In situations like that, I agree with Senators Henry and Tuffy that removing the protections for younger people would be crude. Simply saying the logical answer to this is to select some age above which everybody is fair game for everybody is not the way forward. Is it fair, however, that if a 19 year old woman has sex with a 15 year old boy, there is no offence, but if a 15 year old boy has intercourse with a 16 year old girl, he commits an offence? That offence goes down on his record and will come into play if, for example, he wants to go to the United States. He may be on a sexual offenders register for the rest of his life.

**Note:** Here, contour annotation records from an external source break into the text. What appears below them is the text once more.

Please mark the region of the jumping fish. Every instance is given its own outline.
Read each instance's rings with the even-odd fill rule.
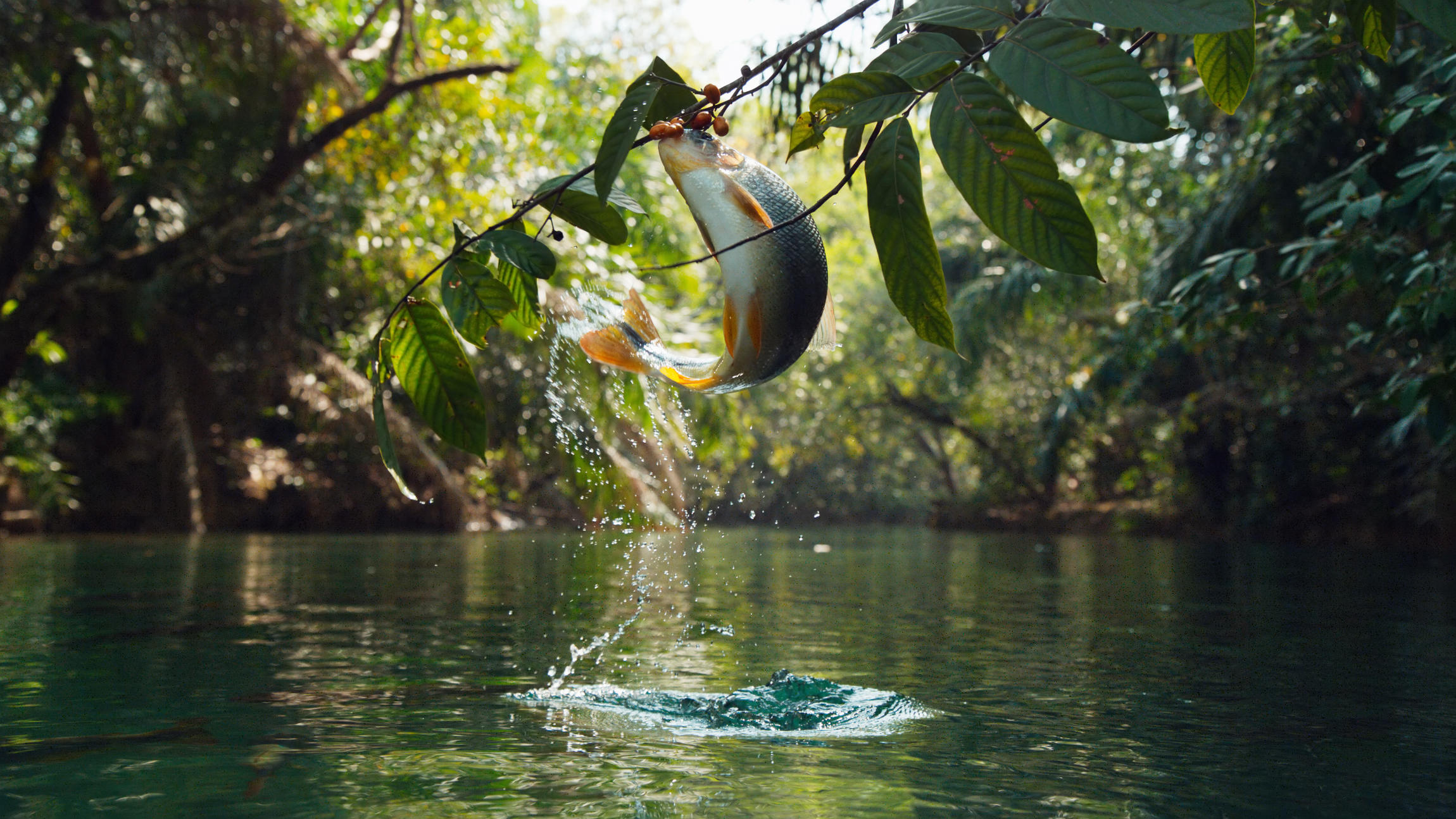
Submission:
[[[706,131],[660,140],[658,156],[708,249],[725,249],[716,257],[727,349],[713,358],[665,348],[636,291],[628,291],[623,319],[582,335],[581,349],[601,364],[655,374],[689,390],[731,393],[783,372],[811,345],[833,348],[828,260],[812,217],[728,250],[802,214],[804,201],[794,189]]]

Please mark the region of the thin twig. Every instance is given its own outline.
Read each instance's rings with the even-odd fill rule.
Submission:
[[[1137,41],[1127,48],[1127,54],[1131,55],[1134,51],[1142,48],[1143,44],[1146,44],[1149,39],[1153,39],[1155,36],[1158,36],[1158,32],[1143,32],[1143,36],[1137,38]],[[1037,122],[1037,127],[1032,128],[1032,131],[1041,131],[1042,128],[1047,127],[1047,122],[1051,122],[1050,116],[1042,119],[1041,122]]]
[[[384,87],[395,84],[395,70],[399,65],[399,45],[405,42],[405,20],[409,16],[406,3],[399,0],[399,25],[395,26],[395,36],[389,38],[389,55],[384,57]]]

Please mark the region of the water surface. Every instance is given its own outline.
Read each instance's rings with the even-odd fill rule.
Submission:
[[[12,540],[0,815],[1453,815],[1453,604],[1393,548]],[[919,710],[652,711],[780,669]]]

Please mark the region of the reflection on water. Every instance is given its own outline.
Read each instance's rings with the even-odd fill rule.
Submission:
[[[916,530],[7,541],[0,815],[1452,815],[1446,560]],[[725,736],[510,697],[574,656],[568,692],[711,704],[788,668],[935,713]]]
[[[596,708],[705,736],[882,736],[935,711],[894,691],[840,685],[779,669],[766,685],[728,694],[617,685],[536,688],[514,695],[552,708]]]

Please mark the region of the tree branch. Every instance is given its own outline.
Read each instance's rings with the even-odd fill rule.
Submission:
[[[291,151],[296,160],[294,164],[301,166],[309,159],[313,159],[325,147],[328,147],[329,143],[338,140],[345,132],[348,132],[349,128],[384,111],[386,108],[389,108],[389,103],[395,102],[395,99],[403,95],[416,92],[424,87],[438,86],[440,83],[448,83],[450,80],[460,80],[464,77],[479,77],[480,74],[510,74],[514,70],[515,70],[514,64],[483,63],[475,65],[457,65],[454,68],[446,68],[443,71],[435,71],[432,74],[422,74],[419,77],[412,77],[409,80],[405,80],[403,83],[389,83],[381,89],[379,89],[379,93],[376,93],[368,102],[357,108],[351,108],[349,111],[345,111],[332,122],[326,122],[312,137],[304,140],[303,144],[296,147]]]
[[[735,102],[743,95],[740,93],[740,95],[731,96],[731,97],[729,97],[729,95],[732,95],[734,92],[737,92],[738,89],[741,89],[744,86],[744,83],[747,83],[753,77],[761,74],[763,71],[766,71],[769,68],[773,68],[779,61],[788,58],[795,51],[804,48],[805,45],[808,45],[808,44],[811,44],[814,41],[817,41],[818,38],[821,38],[826,33],[834,31],[836,28],[844,25],[846,22],[849,22],[849,20],[852,20],[852,19],[863,15],[866,10],[869,10],[871,6],[874,6],[878,1],[879,0],[860,0],[855,6],[849,7],[840,16],[837,16],[833,20],[824,23],[823,26],[811,31],[810,33],[801,36],[799,39],[794,41],[788,47],[779,49],[778,54],[773,54],[773,55],[764,58],[761,63],[759,63],[759,65],[745,70],[743,73],[743,76],[738,77],[737,80],[721,86],[719,87],[719,93],[725,99],[719,105],[728,105],[728,103]],[[699,100],[697,105],[693,105],[692,108],[689,108],[687,111],[683,112],[683,118],[686,119],[686,118],[692,116],[695,112],[703,111],[703,109],[708,109],[708,108],[712,108],[712,105],[708,100],[705,100],[705,99]],[[874,143],[874,138],[878,134],[879,134],[879,125],[875,127],[875,134],[872,134],[871,138],[866,141],[863,153],[860,153],[859,160],[855,164],[856,169],[859,167],[859,163],[863,161],[865,156],[868,156],[869,145]],[[645,145],[645,144],[648,144],[651,141],[652,141],[652,137],[649,137],[649,135],[638,137],[638,140],[632,143],[632,150],[636,150],[636,148],[639,148],[639,147],[642,147],[642,145]],[[502,218],[501,221],[498,221],[498,223],[486,227],[479,234],[476,234],[473,239],[462,241],[450,253],[447,253],[444,259],[440,259],[438,262],[435,262],[434,268],[430,268],[430,271],[427,271],[422,276],[419,276],[418,279],[415,279],[415,284],[409,285],[409,289],[405,291],[405,295],[399,297],[399,300],[395,301],[395,305],[390,308],[389,314],[384,316],[384,321],[380,324],[379,332],[374,333],[373,346],[374,346],[374,351],[376,351],[376,359],[374,359],[376,372],[379,372],[379,367],[380,367],[380,361],[379,361],[377,352],[379,352],[380,339],[384,336],[384,330],[389,327],[389,323],[393,321],[395,313],[399,311],[399,308],[405,304],[405,301],[411,295],[414,295],[414,292],[416,289],[419,289],[419,287],[422,287],[427,281],[430,281],[431,276],[434,276],[437,272],[440,272],[440,269],[444,268],[446,265],[448,265],[453,259],[456,259],[457,256],[460,256],[462,253],[464,253],[466,250],[469,250],[470,246],[475,244],[476,241],[479,241],[486,233],[491,233],[492,230],[499,230],[499,228],[502,228],[502,227],[505,227],[505,225],[508,225],[508,224],[511,224],[514,221],[518,221],[523,215],[526,215],[527,212],[530,212],[533,208],[536,208],[542,202],[550,199],[552,196],[561,196],[561,193],[566,188],[569,188],[574,182],[577,182],[579,179],[585,179],[585,176],[588,173],[591,173],[593,170],[596,170],[596,167],[597,167],[597,163],[591,163],[591,164],[582,167],[581,170],[578,170],[577,173],[572,173],[571,176],[562,179],[550,191],[542,191],[542,192],[536,193],[534,196],[526,199],[524,202],[521,202],[520,205],[517,205],[514,211],[511,211],[511,215],[508,215],[508,217]],[[849,183],[849,176],[852,176],[852,175],[853,175],[853,169],[850,170],[849,175],[844,176],[844,179],[840,180],[839,185],[834,186],[833,191],[830,191],[828,193],[826,193],[824,196],[821,196],[820,201],[815,202],[810,209],[805,209],[802,214],[794,217],[792,220],[783,221],[783,223],[780,223],[780,224],[769,228],[769,231],[778,230],[780,227],[788,227],[789,224],[794,224],[794,223],[796,223],[799,220],[807,218],[811,212],[814,212],[815,209],[818,209],[820,207],[823,207],[824,202],[827,202],[834,193],[837,193],[840,189],[843,189],[844,185]],[[764,231],[764,233],[767,233],[767,231]],[[753,236],[753,237],[750,237],[750,239],[747,239],[744,241],[751,241],[753,239],[760,239],[760,237],[763,237],[763,233],[760,233],[757,236]],[[732,247],[737,247],[737,244],[734,244]],[[728,250],[728,247],[725,247],[724,250]],[[712,256],[708,256],[705,259],[711,259],[711,257]],[[692,263],[693,262],[680,262],[676,266],[692,265]],[[654,269],[654,268],[642,268],[642,269]]]
[[[105,151],[100,145],[100,134],[96,132],[96,115],[92,112],[90,100],[82,92],[76,97],[76,115],[71,118],[76,127],[76,140],[82,144],[82,173],[86,176],[86,196],[90,199],[92,212],[98,224],[111,221],[115,192],[111,177],[106,176],[106,163],[102,160]]]
[[[961,435],[970,438],[971,442],[980,447],[981,451],[984,451],[986,455],[990,457],[992,463],[1000,467],[1000,470],[1005,471],[1006,476],[1010,477],[1016,486],[1019,486],[1022,490],[1025,490],[1028,495],[1031,495],[1038,500],[1047,499],[1045,487],[1040,486],[1035,480],[1032,480],[1031,474],[1028,474],[1024,467],[1021,467],[1013,458],[1002,452],[1000,448],[992,444],[990,439],[986,438],[986,435],[981,435],[978,429],[952,416],[943,407],[917,399],[911,399],[903,394],[900,390],[895,388],[894,384],[890,384],[887,388],[890,391],[891,404],[910,412],[920,420],[933,423],[936,426],[943,426],[946,429],[954,429]]]

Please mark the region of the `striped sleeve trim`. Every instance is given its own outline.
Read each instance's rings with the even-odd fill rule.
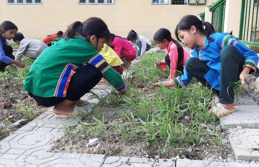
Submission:
[[[116,88],[116,90],[117,90],[117,91],[120,93],[123,92],[125,91],[125,89],[126,86],[125,85],[125,83],[124,82],[123,83],[123,84],[122,86],[119,88]]]
[[[173,80],[173,83],[174,86],[178,88],[182,88],[183,84],[182,81],[179,78],[179,77],[176,77]]]
[[[108,63],[99,53],[91,58],[88,63],[95,67],[102,73],[104,73],[110,67]]]
[[[191,53],[191,54],[190,54],[190,56],[189,56],[189,58],[190,58],[190,57],[194,57],[194,56],[193,56],[193,55]]]
[[[231,45],[235,46],[237,42],[237,40],[235,38],[231,35],[226,35],[223,39],[221,48],[223,48],[224,46],[227,45]]]
[[[256,71],[256,64],[253,60],[246,60],[244,63],[243,68],[245,67],[250,67],[254,70],[254,71]]]

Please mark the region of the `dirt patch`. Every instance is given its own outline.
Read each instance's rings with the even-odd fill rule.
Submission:
[[[105,115],[104,122],[107,126],[115,124],[121,119],[124,119],[122,118],[121,113],[117,111],[114,111],[114,107],[113,106],[102,105],[99,109],[102,111],[102,114]],[[184,113],[179,120],[179,123],[188,125],[190,121],[186,119],[185,117],[186,116],[190,117],[190,114],[188,112]],[[89,120],[84,121],[92,122],[91,117],[91,116],[89,116]],[[137,124],[136,125],[138,125]],[[52,149],[56,150],[55,151],[61,152],[102,154],[108,156],[142,157],[146,157],[147,155],[150,158],[155,158],[155,156],[158,155],[161,158],[171,159],[178,155],[181,158],[186,158],[195,160],[203,160],[208,158],[217,159],[220,156],[226,160],[229,157],[235,159],[229,142],[224,144],[223,147],[217,146],[213,142],[206,141],[202,142],[198,146],[190,145],[186,143],[178,143],[175,145],[170,146],[171,148],[168,148],[165,153],[161,153],[158,145],[156,143],[144,142],[140,140],[129,142],[125,141],[121,136],[116,134],[114,131],[109,130],[108,131],[110,136],[109,141],[106,137],[101,137],[100,138],[100,141],[97,146],[87,147],[87,145],[89,139],[85,134],[77,131],[77,130],[80,128],[77,127],[76,128],[74,136],[66,135],[61,139],[58,139],[55,146]],[[213,128],[209,126],[207,128]],[[220,127],[218,128],[222,138],[228,140],[228,132],[226,131],[226,130]],[[144,135],[144,134],[138,134],[138,136]],[[160,138],[158,140],[159,145],[163,145],[163,142],[165,142],[164,139],[159,136],[157,137]],[[60,149],[62,147],[64,147],[65,149],[60,150]],[[191,152],[188,151],[190,147],[192,149]],[[62,148],[61,149],[62,149]]]
[[[25,110],[26,107],[30,106],[29,108],[35,112],[36,117],[49,109],[49,108],[38,106],[35,100],[28,100],[28,92],[22,90],[23,86],[21,84],[0,82],[0,121],[2,123],[0,127],[0,140],[29,122],[26,120],[23,122],[22,125],[12,128],[9,128],[10,124],[25,119],[24,110],[22,109],[19,103],[26,106]],[[11,105],[9,106],[9,105],[7,105],[7,103]]]

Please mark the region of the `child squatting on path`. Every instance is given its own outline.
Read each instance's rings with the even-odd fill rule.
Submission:
[[[5,21],[0,24],[0,71],[4,72],[5,67],[10,65],[17,69],[15,64],[21,67],[24,67],[24,64],[14,60],[13,55],[13,48],[8,45],[6,40],[12,39],[18,31],[17,26],[9,21]]]
[[[130,42],[119,36],[111,34],[110,46],[123,62],[123,69],[127,69],[131,61],[136,58],[137,52]]]
[[[137,33],[133,30],[129,33],[127,37],[128,41],[130,41],[134,45],[138,47],[137,51],[136,59],[138,59],[145,54],[145,52],[151,49],[151,42],[144,37],[138,35]]]
[[[58,39],[62,38],[63,35],[63,32],[58,31],[56,34],[47,35],[42,38],[41,41],[46,43],[48,46],[51,46],[51,42],[55,39]]]
[[[48,45],[38,39],[26,38],[21,33],[17,33],[13,38],[13,40],[19,45],[19,48],[15,55],[15,60],[20,61],[23,55],[35,59]]]
[[[79,37],[76,36],[78,34]],[[55,39],[42,52],[25,78],[23,89],[37,103],[45,107],[55,106],[56,117],[70,117],[78,112],[88,113],[77,106],[89,103],[80,98],[103,76],[119,92],[125,91],[121,75],[99,53],[111,39],[102,20],[92,17],[82,22],[75,22],[69,26],[63,37]]]
[[[164,60],[155,64],[155,67],[160,67],[165,71],[168,66],[170,69],[170,79],[183,74],[185,62],[191,54],[190,51],[172,38],[171,33],[166,29],[159,29],[154,35],[154,40],[166,55]]]
[[[241,79],[243,84],[246,75],[256,73],[259,75],[256,53],[233,36],[216,33],[210,23],[203,22],[195,16],[183,18],[175,33],[177,39],[180,41],[180,38],[185,45],[196,47],[185,62],[183,75],[162,84],[166,87],[181,88],[194,77],[203,85],[212,88],[219,97],[215,98],[216,105],[210,113],[222,117],[235,111],[233,86],[230,86],[231,83]],[[153,89],[158,88],[161,84],[153,84]]]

I recall the exact detail of the case to which I referred because it struck me as so unfair in the circumstances that this young man now had a criminal record and had received a two-year suspended prison sentence. He will never under our present law — another issue I intend to deal with — be able to expunge that sentence. He can never go back to the court and argue that he has been an upright citizen ever since and ask for the offence to be removed from his record. If he wants to go the United States, apply for a job or partake of a wide range of other activities, it is always there. There is now the even more frightening prospect that people in these circumstances will be put on a sex offenders register, which has all types of implications for them. This is wrong.

I do not know what is to be done about this. I was glad that the reporter, Eugene Masterson, asked me about this. I said to him that I know there is a problem but do not know the solution. I specifically said that the present law is crude but that reducing the age of consent would be a crude way of dealing with the situation. He quoted me to that effect in his article so I wish to be fair to him also. It is a genuine anomaly.

I said it would have to be studied; there is no point in writing out a solution on the back of a cigarette packet. We must carefully consider whether what we would broadly call underage sexual activity is to be ignored, condoned or disapproved of in some way, without saying that a young boy, as distinct from a young woman, who engages in it should have his life ruined and blighted in circumstances where his consensual partner, even though she may be older than him, has no stain against her character for the rest of her life. In all our concern for gender equality, we should remember that the consequences of underage pregnancy are always unequal. That is the reality.

Lest I stray into political incorrectness, I will simply say that I am pleased Senator Henry raised the issue. I repeat what I said to Mr. Masterson in the Sunday World, namely, that a problem exists and it should be addressed. Lowering the age of consent would be a crude way to deal with the legal crudity that already exists. However, that does not mean we can leave the law exactly as it stands because these cases, although rare, occur. It is very unfair that a young man's career should be blighted for the rest of his life because of activity that no one would consider was morally criminal if the older or contemporary partner in the activity did not commit a crime.

I thank Members for supporting the motion.